Keywords: headlines, posters, branding, packaging, logos, playful, retro, chunky, friendly, cartoonish, impact, playfulness, retro appeal, logo readiness, rounded, blocky, soft corners, compressed counters, ink-trap feel.
A heavy, rounded display sans built from squarish curves and softened corners, giving letters a superelliptical, padded silhouette. Strokes are broad and fairly even, with tight internal counters and compact apertures that emphasize mass over delicacy. Many joins and terminals show subtle notches and cut-ins that read like ink-trap-inspired shaping, adding texture and a slightly engineered rhythm. Uppercase forms are wide and sturdy, while lowercase keeps a large body and simple construction, producing a dense, high-impact texture in words and lines.

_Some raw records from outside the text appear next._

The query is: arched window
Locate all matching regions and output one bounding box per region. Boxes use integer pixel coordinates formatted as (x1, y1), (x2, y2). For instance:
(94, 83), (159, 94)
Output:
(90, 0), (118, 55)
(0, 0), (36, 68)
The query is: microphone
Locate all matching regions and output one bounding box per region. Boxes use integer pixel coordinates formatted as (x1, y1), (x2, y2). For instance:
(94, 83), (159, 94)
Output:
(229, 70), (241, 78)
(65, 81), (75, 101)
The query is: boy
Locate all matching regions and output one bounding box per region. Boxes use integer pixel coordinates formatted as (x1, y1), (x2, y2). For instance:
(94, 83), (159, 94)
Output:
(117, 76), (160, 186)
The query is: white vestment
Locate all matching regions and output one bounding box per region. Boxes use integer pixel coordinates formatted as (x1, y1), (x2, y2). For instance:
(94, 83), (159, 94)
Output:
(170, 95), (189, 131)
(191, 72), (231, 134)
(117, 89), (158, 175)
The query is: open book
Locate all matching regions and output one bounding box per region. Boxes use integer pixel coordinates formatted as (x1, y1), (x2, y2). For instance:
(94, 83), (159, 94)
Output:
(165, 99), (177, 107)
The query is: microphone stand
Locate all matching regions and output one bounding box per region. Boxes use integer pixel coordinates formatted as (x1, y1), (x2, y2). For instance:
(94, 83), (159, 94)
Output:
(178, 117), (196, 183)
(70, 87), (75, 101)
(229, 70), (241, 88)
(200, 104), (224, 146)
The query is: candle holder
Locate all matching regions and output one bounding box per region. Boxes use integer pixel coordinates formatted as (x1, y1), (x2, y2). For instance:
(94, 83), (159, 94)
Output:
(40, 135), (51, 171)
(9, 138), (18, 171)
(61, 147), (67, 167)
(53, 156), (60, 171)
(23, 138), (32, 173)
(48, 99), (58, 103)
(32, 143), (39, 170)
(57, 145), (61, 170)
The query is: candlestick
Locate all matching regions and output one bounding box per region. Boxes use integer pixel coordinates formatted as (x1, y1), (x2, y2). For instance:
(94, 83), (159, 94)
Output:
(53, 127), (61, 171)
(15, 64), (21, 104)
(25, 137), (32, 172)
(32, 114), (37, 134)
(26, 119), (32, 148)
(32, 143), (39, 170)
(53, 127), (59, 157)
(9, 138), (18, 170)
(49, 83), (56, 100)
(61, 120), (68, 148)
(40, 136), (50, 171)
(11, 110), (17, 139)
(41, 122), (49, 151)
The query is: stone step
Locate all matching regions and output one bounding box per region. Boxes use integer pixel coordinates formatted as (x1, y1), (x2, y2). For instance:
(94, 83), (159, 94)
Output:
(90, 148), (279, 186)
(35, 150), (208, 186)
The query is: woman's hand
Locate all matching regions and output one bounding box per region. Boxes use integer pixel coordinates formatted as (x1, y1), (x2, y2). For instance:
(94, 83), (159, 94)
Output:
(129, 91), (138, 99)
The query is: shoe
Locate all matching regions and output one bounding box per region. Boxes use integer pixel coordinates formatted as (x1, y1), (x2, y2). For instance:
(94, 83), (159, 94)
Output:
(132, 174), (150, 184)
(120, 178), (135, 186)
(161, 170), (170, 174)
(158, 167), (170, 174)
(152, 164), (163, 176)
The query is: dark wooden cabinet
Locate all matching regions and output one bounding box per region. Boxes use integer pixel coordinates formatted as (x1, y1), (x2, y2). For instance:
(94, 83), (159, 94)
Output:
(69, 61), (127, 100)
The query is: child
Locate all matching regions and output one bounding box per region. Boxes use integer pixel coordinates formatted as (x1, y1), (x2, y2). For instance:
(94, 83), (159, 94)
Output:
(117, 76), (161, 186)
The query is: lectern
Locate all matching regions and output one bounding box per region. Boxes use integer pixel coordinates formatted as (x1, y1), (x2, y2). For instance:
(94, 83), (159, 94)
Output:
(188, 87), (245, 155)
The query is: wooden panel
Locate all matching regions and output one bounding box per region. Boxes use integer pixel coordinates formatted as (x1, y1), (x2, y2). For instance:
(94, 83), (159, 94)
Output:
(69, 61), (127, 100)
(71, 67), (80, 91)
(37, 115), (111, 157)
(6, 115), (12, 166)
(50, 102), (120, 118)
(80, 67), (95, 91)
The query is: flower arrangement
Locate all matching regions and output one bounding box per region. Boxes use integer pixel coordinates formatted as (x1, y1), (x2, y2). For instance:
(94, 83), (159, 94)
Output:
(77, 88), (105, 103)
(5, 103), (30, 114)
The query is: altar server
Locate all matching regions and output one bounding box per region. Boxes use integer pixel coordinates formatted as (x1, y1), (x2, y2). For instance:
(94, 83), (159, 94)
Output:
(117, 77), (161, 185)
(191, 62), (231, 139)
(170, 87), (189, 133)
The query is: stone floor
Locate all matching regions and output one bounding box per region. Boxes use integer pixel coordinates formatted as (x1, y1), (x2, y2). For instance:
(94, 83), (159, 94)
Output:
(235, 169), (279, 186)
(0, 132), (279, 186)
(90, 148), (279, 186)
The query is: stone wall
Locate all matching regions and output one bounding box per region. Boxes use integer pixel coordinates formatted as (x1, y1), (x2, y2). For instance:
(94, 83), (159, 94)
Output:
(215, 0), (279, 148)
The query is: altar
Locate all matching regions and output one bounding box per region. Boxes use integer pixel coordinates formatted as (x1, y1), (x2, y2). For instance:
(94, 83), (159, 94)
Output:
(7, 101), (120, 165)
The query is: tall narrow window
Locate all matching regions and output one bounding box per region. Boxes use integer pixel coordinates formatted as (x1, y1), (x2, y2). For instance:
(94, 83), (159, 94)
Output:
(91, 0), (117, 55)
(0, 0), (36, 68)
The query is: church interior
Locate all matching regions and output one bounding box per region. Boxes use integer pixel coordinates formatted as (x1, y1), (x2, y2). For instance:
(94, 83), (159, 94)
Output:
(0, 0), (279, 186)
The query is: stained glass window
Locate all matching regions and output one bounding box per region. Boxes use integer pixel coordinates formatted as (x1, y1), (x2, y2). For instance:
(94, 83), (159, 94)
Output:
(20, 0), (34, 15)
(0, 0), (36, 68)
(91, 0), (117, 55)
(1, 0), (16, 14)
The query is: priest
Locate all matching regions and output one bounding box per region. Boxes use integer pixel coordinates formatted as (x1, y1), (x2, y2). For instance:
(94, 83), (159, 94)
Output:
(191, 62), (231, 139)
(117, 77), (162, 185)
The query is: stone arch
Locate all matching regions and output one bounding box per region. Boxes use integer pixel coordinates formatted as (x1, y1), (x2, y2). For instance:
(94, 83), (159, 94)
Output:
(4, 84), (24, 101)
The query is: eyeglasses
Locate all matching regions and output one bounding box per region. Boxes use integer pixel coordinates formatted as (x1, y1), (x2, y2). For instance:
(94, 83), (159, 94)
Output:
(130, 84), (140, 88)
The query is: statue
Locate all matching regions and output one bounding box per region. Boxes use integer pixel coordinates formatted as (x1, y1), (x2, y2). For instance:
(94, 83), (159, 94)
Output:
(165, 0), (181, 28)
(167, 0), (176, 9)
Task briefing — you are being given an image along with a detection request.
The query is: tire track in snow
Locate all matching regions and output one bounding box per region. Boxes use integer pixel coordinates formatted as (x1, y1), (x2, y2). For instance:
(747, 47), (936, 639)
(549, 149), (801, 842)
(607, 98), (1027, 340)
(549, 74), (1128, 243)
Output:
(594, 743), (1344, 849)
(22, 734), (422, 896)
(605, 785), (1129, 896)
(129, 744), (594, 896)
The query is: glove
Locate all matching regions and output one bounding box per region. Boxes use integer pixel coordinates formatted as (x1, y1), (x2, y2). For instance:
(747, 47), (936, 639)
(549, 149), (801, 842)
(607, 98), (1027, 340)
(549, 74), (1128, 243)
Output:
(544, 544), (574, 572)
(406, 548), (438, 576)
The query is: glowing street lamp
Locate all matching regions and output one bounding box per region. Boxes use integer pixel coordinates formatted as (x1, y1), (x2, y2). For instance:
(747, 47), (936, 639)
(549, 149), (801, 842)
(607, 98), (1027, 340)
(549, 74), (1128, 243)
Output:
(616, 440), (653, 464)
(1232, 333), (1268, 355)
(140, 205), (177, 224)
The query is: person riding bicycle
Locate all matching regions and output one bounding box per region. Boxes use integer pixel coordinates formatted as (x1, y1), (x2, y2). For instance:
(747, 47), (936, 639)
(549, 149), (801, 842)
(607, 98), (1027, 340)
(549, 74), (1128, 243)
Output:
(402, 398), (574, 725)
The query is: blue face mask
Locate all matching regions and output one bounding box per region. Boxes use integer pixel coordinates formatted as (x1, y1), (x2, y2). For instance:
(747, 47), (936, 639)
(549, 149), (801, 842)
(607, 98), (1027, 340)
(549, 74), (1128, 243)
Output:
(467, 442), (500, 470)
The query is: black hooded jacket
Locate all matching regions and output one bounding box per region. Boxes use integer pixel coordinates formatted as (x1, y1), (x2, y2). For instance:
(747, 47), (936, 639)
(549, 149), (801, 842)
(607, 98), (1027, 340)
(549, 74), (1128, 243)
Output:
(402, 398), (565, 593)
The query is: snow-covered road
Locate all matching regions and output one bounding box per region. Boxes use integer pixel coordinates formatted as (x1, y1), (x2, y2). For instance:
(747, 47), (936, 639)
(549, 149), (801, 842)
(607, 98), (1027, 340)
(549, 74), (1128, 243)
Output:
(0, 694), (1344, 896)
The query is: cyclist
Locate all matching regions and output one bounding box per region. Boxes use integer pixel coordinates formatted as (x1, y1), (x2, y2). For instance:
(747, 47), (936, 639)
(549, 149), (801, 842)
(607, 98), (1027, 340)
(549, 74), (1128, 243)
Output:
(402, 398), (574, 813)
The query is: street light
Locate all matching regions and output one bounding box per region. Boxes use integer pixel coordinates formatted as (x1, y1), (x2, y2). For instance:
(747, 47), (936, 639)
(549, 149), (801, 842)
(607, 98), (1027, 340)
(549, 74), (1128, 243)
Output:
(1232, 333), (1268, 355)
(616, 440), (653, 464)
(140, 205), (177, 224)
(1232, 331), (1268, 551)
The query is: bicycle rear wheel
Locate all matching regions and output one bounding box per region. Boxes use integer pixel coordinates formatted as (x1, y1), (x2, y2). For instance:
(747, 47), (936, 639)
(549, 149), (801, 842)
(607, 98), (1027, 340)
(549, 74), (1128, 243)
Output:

Best suited to display settings such as posters, large headlines, brand marks, and packaging where strong silhouette and high contrast against the background matter most. It also fits playful UI moments (badges, titles, splash screens) and short, punchy phrases where its dense texture remains readable.
The overall tone is bold and upbeat with a retro, arcade-to-toybox energy. Its chunky forms and rounded rectangles feel friendly and approachable, with a hint of comic exuberance that makes headlines feel loud, fun, and confident.
The design appears intended to deliver maximum visual impact through wide, rounded geometry and compact counters, while adding character via small cut-ins that keep the shapes from feeling purely monolithic. It aims for a friendly, retro-leaning display voice that stays legible in bold, attention-grabbing applications.
The figures are equally robust and geometric, with a squared-off, rounded-rectangle logic that matches the letterforms. At smaller sizes the tight counters and heavy weight can fill in visually, while at large sizes the notches and softened corners become a defining stylistic signature.